Para a especialista em pediatria e hematologia, Dra. Brígida dos Santos, em entrevista exclusiva ao jornal digital ” O SECRETO”, após de ter apontado os dados em uma conferência internacional dos terapeutas, destacando a gravidade e os avanços no combate à anemia falciforme, uma das doenças genéticas mais frequentes em Angola, a médica, avança ainda que, o aumento do diagnóstico precoce tem contribuído para reduzir a mortalidade infantil e melhorar a qualidade de vida dos portadores.
“Antes, muitas crianças morriam sem o diagnóstico. Hoje, com mais informação e melhores condições de diagnóstico, conseguimos identificar e tratar mais casos”, explicou a especialista.
Uma doença genética e crônica
A anemia falciforme é uma doença hereditária que afecta a forma dos glóbulos vermelhos, tornando-os rígidos e em forma de foice, o que dificulta a circulação do sangue e causa crises dolorosas e anemia crônica.
A Dra. Brígida explicou que a condição ocorre quando a criança herda o gene alterado da hemoglobina S de ambos os pais. “Se apenas um dos progenitores tiver o traço falciforme, a pessoa é portadora, mas não manifesta a doença”, esclareceu.

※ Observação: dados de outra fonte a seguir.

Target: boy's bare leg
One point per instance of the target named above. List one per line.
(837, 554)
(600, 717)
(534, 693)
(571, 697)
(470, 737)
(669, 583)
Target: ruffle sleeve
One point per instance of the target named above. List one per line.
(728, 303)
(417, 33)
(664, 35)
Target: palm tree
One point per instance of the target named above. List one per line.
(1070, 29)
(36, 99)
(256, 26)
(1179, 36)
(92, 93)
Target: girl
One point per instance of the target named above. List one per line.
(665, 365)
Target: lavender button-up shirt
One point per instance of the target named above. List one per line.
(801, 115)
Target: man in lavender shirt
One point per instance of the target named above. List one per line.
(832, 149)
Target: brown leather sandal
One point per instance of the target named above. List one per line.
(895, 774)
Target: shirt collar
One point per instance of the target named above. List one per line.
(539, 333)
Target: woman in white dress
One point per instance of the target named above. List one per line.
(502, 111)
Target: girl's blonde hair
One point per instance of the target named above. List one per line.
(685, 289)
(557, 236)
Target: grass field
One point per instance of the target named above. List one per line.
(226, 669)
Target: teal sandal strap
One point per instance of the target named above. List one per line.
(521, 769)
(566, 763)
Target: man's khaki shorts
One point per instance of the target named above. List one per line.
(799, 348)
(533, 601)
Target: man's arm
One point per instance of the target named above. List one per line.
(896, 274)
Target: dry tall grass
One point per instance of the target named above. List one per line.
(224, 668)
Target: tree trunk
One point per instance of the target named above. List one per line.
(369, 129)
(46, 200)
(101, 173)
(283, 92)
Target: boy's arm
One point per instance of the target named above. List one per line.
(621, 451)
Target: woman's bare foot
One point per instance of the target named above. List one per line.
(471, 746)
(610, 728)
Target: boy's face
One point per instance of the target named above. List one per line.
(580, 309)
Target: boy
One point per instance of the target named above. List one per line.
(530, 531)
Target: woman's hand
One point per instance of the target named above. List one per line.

O diagnóstico é feito por meio de um teste laboratorial específico, geralmente após o nascimento. Em Angola, o rastreamento neonatal chegou a envolver mais de 400 mil crianças em Luanda e Cabinda, com cerca de 2% diagnosticadas com a doença. “Ainda há muitas crianças que só são diagnosticadas depois de apresentarem sintomas”, acrescentou.
Casos em crescimento e maior sobrevivência
De acordo com a especialista, pode registar numa estimativa de cerca de mil novos casos por ano no país, nas consultas nos hospitais de especialidades. O aumento não significa necessariamente que a doença esteja a crescer, mas sim, que há mais diagnósticos e mais conhecimento entre os profissionais e a população.
“Hoje temos crianças e adultos a viver com anemia falciforme, algo que há alguns anos era raro. Antes, muitas crianças não sobreviviam até aos cinco anos. Agora, com acompanhamento e medicação adequada, conseguem ter uma vida mais estável”, ressaltou a médica.
Cuidados essenciais e alimentação
O tratamento inclui o uso diário de ácido fólico, antibióticos preventivos até os cinco anos de idade, e cuidados com a higiene pessoal e ambiental. A alimentação equilibrada é outro ponto fundamental.
“Tudo isso contribui para que a criança tenha melhor qualidade de vida, menos crises e possa frequentar a escola e viver de forma mais activa”, afirmou.
O papel da informação e da prevenção
A Dra. Brígida defendeu que o combate à anemia falciforme começa com a informação. “É essencial que as pessoas façam o teste para saber se têm o traço falciforme antes de constituírem família. Assim, podem tomar decisões conscientes e reduzir o risco de transmitir a doença”, aconselhou.
Para a médica, a anemia falciforme é um problema de saúde pública, e o governo deve continuar a investir em campanhas de sensibilização, ampliação do diagnóstico precoce e capacitação das unidades de saúde.
“A informação salva vidas. Quanto mais cedo se souber, melhor é o acompanhamento e menor é o sofrimento”, concluiu.